142 viewsEconomicsOther

Why are timeshares generally considered a “scam” or “rip-off”?
Do any legitimate timeshares exist where the deal works as advertised?

Generally, Timeshares are talked about in the context of a joke and are rarely taken seriously, but they must have been, or at least to appear to have been, viewed and taken more seriously at some point.

In: Economics

13 Answers

Anonymous 0 Comments

Lets say that you want to go to Disneyworld® once a year for the next 30 years. You also want to stay in one of the top tier hotels each time you do this. You have two choices for how you can accomplish your goal:

1) You can spend >$5,000 per room, increasing for inflation, each year.

2) You can take out a loan to buy a Disney Vacation Club® timeshare for a tiny fraction of the yearly cost.
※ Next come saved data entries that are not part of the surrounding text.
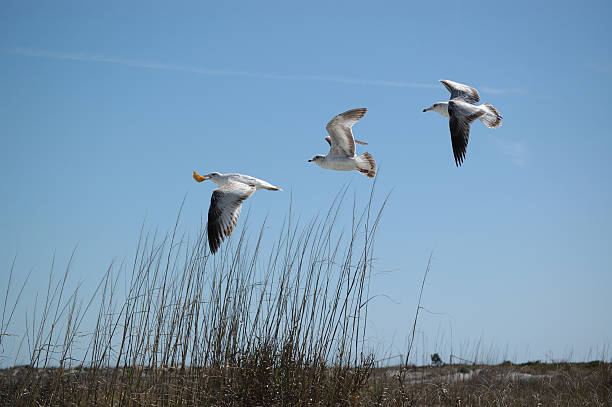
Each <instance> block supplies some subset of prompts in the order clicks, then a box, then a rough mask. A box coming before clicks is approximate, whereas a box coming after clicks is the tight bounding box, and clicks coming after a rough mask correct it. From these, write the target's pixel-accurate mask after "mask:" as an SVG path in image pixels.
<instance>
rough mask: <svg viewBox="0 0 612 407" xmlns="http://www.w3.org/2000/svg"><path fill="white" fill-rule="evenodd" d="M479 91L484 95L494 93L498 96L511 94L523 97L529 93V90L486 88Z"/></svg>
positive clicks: (509, 88)
mask: <svg viewBox="0 0 612 407" xmlns="http://www.w3.org/2000/svg"><path fill="white" fill-rule="evenodd" d="M479 90H481V91H482V92H483V93H493V94H496V95H502V94H509V93H514V94H519V95H522V94H525V93H527V89H521V88H489V87H486V86H485V87H483V88H480V89H479Z"/></svg>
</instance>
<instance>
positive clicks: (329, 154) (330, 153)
mask: <svg viewBox="0 0 612 407" xmlns="http://www.w3.org/2000/svg"><path fill="white" fill-rule="evenodd" d="M366 111H367V109H366V108H365V107H362V108H359V109H352V110H349V111H347V112H344V113H342V114H339V115H338V116H336V117H334V118H333V119H331V120H330V121H329V123H327V126H326V127H325V128H326V129H327V132H328V133H329V140H327V137H326V138H325V139H326V140H327V142H328V143H329V145H330V149H329V155H332V156H334V155H339V156H346V157H353V156H354V155H355V139H353V130H351V128H352V127H353V125H354V124H355V123H357V121H358V120H359V119H361V118H362V117H363V116H364V115H365V112H366Z"/></svg>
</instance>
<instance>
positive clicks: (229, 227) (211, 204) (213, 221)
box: [193, 171, 282, 253]
mask: <svg viewBox="0 0 612 407" xmlns="http://www.w3.org/2000/svg"><path fill="white" fill-rule="evenodd" d="M193 179H195V180H196V181H197V182H202V181H205V180H207V179H209V180H211V181H212V182H214V183H215V184H217V185H218V186H219V188H217V189H215V190H214V191H213V194H212V197H211V198H210V208H208V226H207V230H208V246H209V247H210V251H211V252H212V253H215V252H216V251H217V250H218V249H219V246H221V242H222V241H223V239H225V238H226V237H229V236H230V235H231V234H232V231H233V230H234V227H235V226H236V224H237V223H238V217H239V216H240V210H241V209H242V201H244V200H245V199H247V198H248V197H250V196H251V195H253V192H255V190H257V189H269V190H270V191H282V189H281V188H279V187H277V186H274V185H272V184H270V183H267V182H266V181H262V180H260V179H257V178H254V177H250V176H248V175H242V174H219V173H218V172H211V173H210V174H206V175H199V174H198V173H197V172H195V171H194V172H193Z"/></svg>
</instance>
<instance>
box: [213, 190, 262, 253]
mask: <svg viewBox="0 0 612 407" xmlns="http://www.w3.org/2000/svg"><path fill="white" fill-rule="evenodd" d="M253 192H255V187H254V186H250V185H246V184H243V183H241V182H229V183H227V184H225V185H224V186H222V187H219V188H217V189H215V190H214V191H213V194H212V197H211V198H210V208H208V226H207V229H208V246H209V247H210V251H211V252H212V253H215V252H216V251H217V249H219V246H220V245H221V242H222V241H223V239H225V238H226V237H229V236H230V235H231V234H232V231H233V230H234V227H235V226H236V224H237V223H238V217H239V216H240V211H241V209H242V201H244V200H245V199H247V198H248V197H249V196H251V195H252V194H253Z"/></svg>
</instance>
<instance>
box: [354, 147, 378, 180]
mask: <svg viewBox="0 0 612 407" xmlns="http://www.w3.org/2000/svg"><path fill="white" fill-rule="evenodd" d="M355 162H356V163H357V170H358V171H359V172H360V173H362V174H363V175H365V176H366V177H368V178H374V176H375V175H376V162H375V161H374V157H372V155H371V154H370V153H363V154H361V155H358V156H357V157H356V158H355Z"/></svg>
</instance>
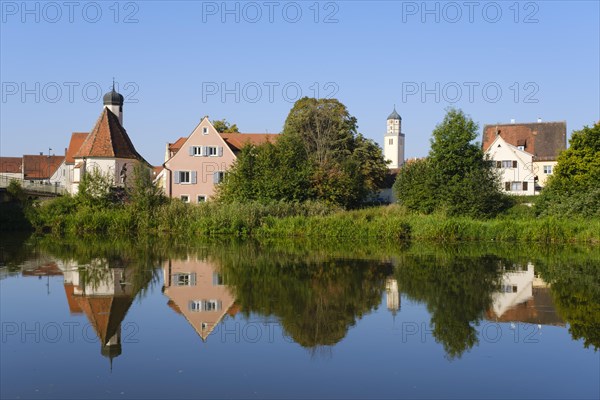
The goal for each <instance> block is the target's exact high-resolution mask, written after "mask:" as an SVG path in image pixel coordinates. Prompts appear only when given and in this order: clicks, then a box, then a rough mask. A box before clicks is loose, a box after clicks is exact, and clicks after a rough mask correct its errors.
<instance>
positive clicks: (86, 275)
mask: <svg viewBox="0 0 600 400" xmlns="http://www.w3.org/2000/svg"><path fill="white" fill-rule="evenodd" d="M60 269H61V270H62V272H63V277H64V287H65V294H66V297H67V303H68V305H69V311H70V312H71V313H72V314H82V313H83V314H85V316H86V317H87V319H88V321H89V322H90V324H91V326H92V327H93V328H94V331H95V332H96V335H97V336H98V340H99V341H100V346H101V347H100V353H101V354H102V355H103V356H105V357H107V358H109V360H110V363H111V367H112V360H113V358H115V357H118V356H120V355H121V352H122V349H121V324H122V322H123V320H124V319H125V316H126V315H127V311H129V307H131V304H132V302H133V299H134V298H135V297H136V296H137V294H138V293H139V291H140V290H141V289H142V288H144V287H145V286H146V285H148V283H150V279H151V275H149V274H144V275H142V278H141V279H142V282H141V285H140V277H138V276H137V274H136V272H137V271H136V270H135V269H134V268H128V262H127V261H126V260H124V259H120V258H113V259H111V260H108V259H106V258H94V259H92V260H90V262H89V263H88V264H85V265H82V264H79V263H77V262H75V261H65V262H61V263H60ZM133 282H137V283H136V284H134V283H133Z"/></svg>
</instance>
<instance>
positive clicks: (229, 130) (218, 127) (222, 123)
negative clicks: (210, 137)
mask: <svg viewBox="0 0 600 400" xmlns="http://www.w3.org/2000/svg"><path fill="white" fill-rule="evenodd" d="M212 124H213V126H214V128H215V129H216V130H217V132H219V133H239V130H238V127H237V125H236V124H233V125H231V124H229V122H227V120H226V119H218V120H215V121H212Z"/></svg>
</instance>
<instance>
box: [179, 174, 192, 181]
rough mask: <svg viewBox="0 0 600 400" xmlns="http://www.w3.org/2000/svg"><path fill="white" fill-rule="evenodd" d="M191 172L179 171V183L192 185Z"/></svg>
mask: <svg viewBox="0 0 600 400" xmlns="http://www.w3.org/2000/svg"><path fill="white" fill-rule="evenodd" d="M191 181H192V180H191V177H190V171H179V183H190V182H191Z"/></svg>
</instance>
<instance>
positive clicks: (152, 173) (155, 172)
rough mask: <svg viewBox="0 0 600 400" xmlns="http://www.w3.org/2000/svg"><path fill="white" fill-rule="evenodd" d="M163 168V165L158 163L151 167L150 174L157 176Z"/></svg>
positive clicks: (161, 171)
mask: <svg viewBox="0 0 600 400" xmlns="http://www.w3.org/2000/svg"><path fill="white" fill-rule="evenodd" d="M163 169H165V167H163V166H162V165H159V166H158V167H152V176H153V177H157V176H158V174H160V173H161V172H162V170H163Z"/></svg>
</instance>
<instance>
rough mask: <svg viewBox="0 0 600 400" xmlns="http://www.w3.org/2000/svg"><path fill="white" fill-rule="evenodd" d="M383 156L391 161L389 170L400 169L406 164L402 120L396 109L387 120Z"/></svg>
mask: <svg viewBox="0 0 600 400" xmlns="http://www.w3.org/2000/svg"><path fill="white" fill-rule="evenodd" d="M383 155H384V157H385V159H386V160H388V161H390V163H389V164H388V168H390V169H394V168H399V167H400V166H402V164H404V134H403V133H402V118H400V115H398V113H397V112H396V109H394V112H393V113H392V114H391V115H390V116H389V117H388V119H387V130H386V133H385V136H384V142H383Z"/></svg>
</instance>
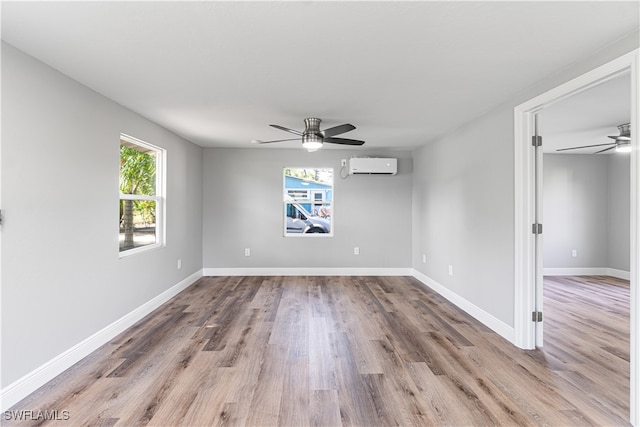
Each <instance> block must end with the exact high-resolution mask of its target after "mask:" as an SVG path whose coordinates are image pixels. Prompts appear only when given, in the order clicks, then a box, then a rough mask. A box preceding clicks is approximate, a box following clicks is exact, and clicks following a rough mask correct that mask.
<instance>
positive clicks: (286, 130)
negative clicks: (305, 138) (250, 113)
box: [269, 125, 302, 136]
mask: <svg viewBox="0 0 640 427" xmlns="http://www.w3.org/2000/svg"><path fill="white" fill-rule="evenodd" d="M269 126H271V127H274V128H276V129H280V130H283V131H285V132H291V133H295V134H296V135H300V136H302V132H300V131H297V130H293V129H289V128H286V127H284V126H280V125H269Z"/></svg>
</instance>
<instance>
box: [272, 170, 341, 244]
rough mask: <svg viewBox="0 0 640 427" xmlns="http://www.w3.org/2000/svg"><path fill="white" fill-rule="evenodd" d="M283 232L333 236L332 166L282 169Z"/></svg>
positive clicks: (318, 235) (314, 235) (312, 234)
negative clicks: (322, 168) (282, 173)
mask: <svg viewBox="0 0 640 427" xmlns="http://www.w3.org/2000/svg"><path fill="white" fill-rule="evenodd" d="M284 235H285V236H333V169H316V168H285V169H284Z"/></svg>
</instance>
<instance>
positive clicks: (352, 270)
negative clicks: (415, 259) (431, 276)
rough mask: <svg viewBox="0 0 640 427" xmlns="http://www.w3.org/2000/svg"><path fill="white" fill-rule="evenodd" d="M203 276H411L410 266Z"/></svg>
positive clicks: (211, 268) (260, 271)
mask: <svg viewBox="0 0 640 427" xmlns="http://www.w3.org/2000/svg"><path fill="white" fill-rule="evenodd" d="M202 271H203V273H202V274H203V276H412V275H413V269H412V268H347V267H345V268H315V267H283V268H278V267H275V268H271V267H262V268H261V267H257V268H256V267H252V268H211V267H209V268H204V269H202Z"/></svg>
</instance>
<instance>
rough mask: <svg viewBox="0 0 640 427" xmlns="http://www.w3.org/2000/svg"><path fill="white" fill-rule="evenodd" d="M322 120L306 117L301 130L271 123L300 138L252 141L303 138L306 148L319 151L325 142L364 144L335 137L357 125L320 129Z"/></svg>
mask: <svg viewBox="0 0 640 427" xmlns="http://www.w3.org/2000/svg"><path fill="white" fill-rule="evenodd" d="M321 121H322V120H320V119H318V118H315V117H309V118H306V119H304V131H302V132H300V131H297V130H294V129H289V128H286V127H284V126H280V125H269V126H271V127H274V128H276V129H280V130H283V131H285V132H289V133H293V134H295V135H298V136H299V138H289V139H276V140H273V141H260V140H254V141H251V142H253V143H254V144H271V143H273V142H282V141H296V140H300V139H301V140H302V146H303V147H304V148H306V149H307V150H308V151H317V150H319V149H320V148H322V144H323V143H325V142H326V143H329V144H342V145H363V144H364V141H360V140H357V139H348V138H335V136H336V135H340V134H343V133H346V132H349V131H352V130H354V129H355V128H356V127H355V126H354V125H352V124H349V123H347V124H344V125H339V126H334V127H332V128H329V129H325V130H320V122H321Z"/></svg>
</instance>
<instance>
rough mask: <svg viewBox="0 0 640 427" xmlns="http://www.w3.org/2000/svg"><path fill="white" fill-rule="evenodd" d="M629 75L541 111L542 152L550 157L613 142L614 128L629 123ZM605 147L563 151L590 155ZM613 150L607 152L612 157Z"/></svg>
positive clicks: (558, 103) (604, 147) (629, 77)
mask: <svg viewBox="0 0 640 427" xmlns="http://www.w3.org/2000/svg"><path fill="white" fill-rule="evenodd" d="M630 101H631V75H630V73H626V74H623V75H621V76H618V77H616V78H615V79H612V80H609V81H607V82H604V83H601V84H599V85H598V86H595V87H592V88H590V89H588V90H585V91H583V92H580V93H578V94H576V95H572V96H570V97H568V98H565V99H563V100H561V101H559V102H558V103H556V104H553V105H551V106H550V107H548V108H545V109H544V110H543V113H542V129H541V133H542V135H543V141H544V142H543V144H542V146H543V148H544V152H545V153H554V152H556V150H557V149H559V148H569V147H583V146H585V145H596V144H607V143H613V142H615V141H614V140H613V139H610V138H607V137H608V136H609V135H611V136H616V135H620V130H619V129H618V125H621V124H625V123H629V122H630V121H631V102H630ZM605 148H608V147H607V146H600V147H591V148H582V149H577V150H570V151H564V152H563V153H566V154H593V153H595V152H597V151H600V150H602V149H605ZM613 153H615V150H610V151H607V152H606V154H613Z"/></svg>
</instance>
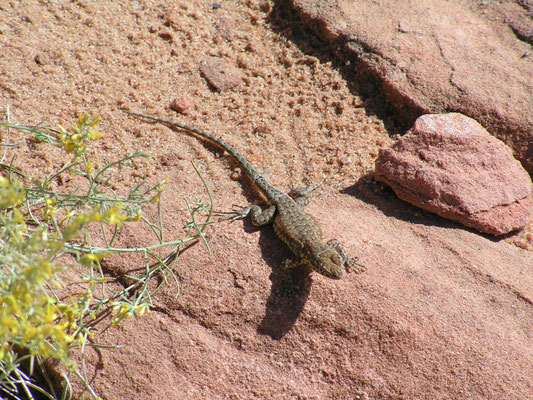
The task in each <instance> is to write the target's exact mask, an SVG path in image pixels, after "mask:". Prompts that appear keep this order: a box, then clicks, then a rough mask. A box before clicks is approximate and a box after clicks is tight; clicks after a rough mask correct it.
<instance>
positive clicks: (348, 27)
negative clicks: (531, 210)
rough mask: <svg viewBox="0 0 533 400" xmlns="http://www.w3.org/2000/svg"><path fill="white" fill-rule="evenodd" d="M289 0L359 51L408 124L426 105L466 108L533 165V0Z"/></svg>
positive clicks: (500, 137) (366, 64) (431, 110)
mask: <svg viewBox="0 0 533 400" xmlns="http://www.w3.org/2000/svg"><path fill="white" fill-rule="evenodd" d="M292 3H293V4H294V7H295V8H296V9H297V10H298V11H299V13H300V14H301V16H302V19H303V20H304V21H305V22H306V23H307V24H308V25H309V26H311V27H312V28H314V29H315V31H316V32H318V33H319V34H320V35H323V36H324V37H325V38H326V39H328V40H329V41H331V42H333V43H334V45H335V46H337V48H340V49H342V50H343V53H344V57H347V58H353V57H355V58H356V59H357V60H358V61H359V62H358V63H356V67H355V69H354V73H355V74H363V75H365V76H370V77H371V78H372V79H373V80H375V81H377V82H378V84H379V85H380V87H381V88H382V89H383V93H384V94H385V95H386V96H387V97H388V99H389V101H390V103H391V104H392V105H393V106H394V107H395V108H396V109H397V110H398V111H399V112H400V114H401V115H402V116H403V117H404V118H407V119H408V120H410V123H409V125H410V124H412V122H413V121H414V120H415V119H416V118H417V117H418V116H420V115H422V114H427V113H442V112H450V111H456V112H460V113H463V114H465V115H468V116H470V117H472V118H474V119H476V120H477V121H479V122H480V123H481V124H482V125H483V126H484V127H486V128H487V129H488V130H489V132H490V133H491V134H493V135H495V136H497V137H498V138H500V139H501V140H503V141H504V142H505V143H507V144H508V145H509V146H510V147H511V148H512V149H513V151H514V154H515V157H516V158H517V159H519V160H520V161H521V162H522V164H523V165H524V168H526V170H528V171H529V173H530V174H532V173H533V129H532V127H533V79H531V77H532V76H533V56H531V41H530V38H531V26H533V23H532V14H531V4H530V2H524V1H519V0H514V1H506V2H492V1H491V2H479V1H463V0H451V1H424V2H416V5H415V3H414V2H413V1H410V0H385V1H372V0H362V1H356V2H355V1H351V0H335V1H330V0H317V1H307V0H292ZM493 3H495V4H493ZM499 3H504V4H499ZM520 32H522V33H520ZM524 32H529V34H526V33H524ZM522 40H524V41H522ZM525 40H529V43H528V42H526V41H525Z"/></svg>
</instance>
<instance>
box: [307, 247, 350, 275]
mask: <svg viewBox="0 0 533 400" xmlns="http://www.w3.org/2000/svg"><path fill="white" fill-rule="evenodd" d="M344 262H345V261H344V260H343V258H342V257H341V256H340V255H339V253H337V252H336V251H335V250H334V249H327V250H324V251H321V252H320V253H318V255H317V256H316V258H315V265H314V266H313V269H314V270H315V271H317V272H318V273H320V274H322V275H324V276H326V277H328V278H331V279H340V278H342V276H343V275H344V271H345V270H346V269H345V268H344Z"/></svg>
As long as you use the timeshare every year, the Disney Vacation Club® saves you a lot of money in the long run (you typically break even after about 10ish years of use on a 30 year timeshare).

You can also factor in that the Disney Vacation Club® doesn’t just let you stay at Disneyworld, it lets you stay at any Disney® property in the entire world – and there are a several Disney® properties that aren’t located at a theme park. So even if you get bored of Disneyworld® you can still use your timeshare to take a vacation to places like Hawaii or to go on a cruise.

That’s basically the argument for a timeshare – if you go on a vacation once a year, every year, and you stay in the timeshare then you end up saving a lot of money. Assuming that the timeshare has a good network then you also have a lot of options for where you can go or stay.

The argument against the timeshare is that if you decide you no longer like the timeshare network, you’re basically stuck with it – potentially for several decades. During that time you need to pay maintenance fees and potentially make loan payments on the timeshare. If you’re not using it, then you’re basically paying money for nothing since timeshares don’t build equity – you lose 100% of your “investment” into them at the end of the timeshare, which is typically 30 years. The only way out of that is to find someone to buy the remaining time on the timeshare from you, which is often hard to do.

So that cool timeshare you bought into in Mexico 15 years was new and hip at the time. But now its old and dated, it has a shitty network of similarly old and run down hotels in places you never want to go. And its also costing you $500 a year in maintenance fees. You probably want to spend that $500 on something else, but you can’t because the only way out of that is to find someone else who wants to get the dubious honor of paying $500 a year to stay in a run down hotel in a bad part of Cancun.

That’s the timeshare nightmare and a not insignificant amount of timeshares fall into that category.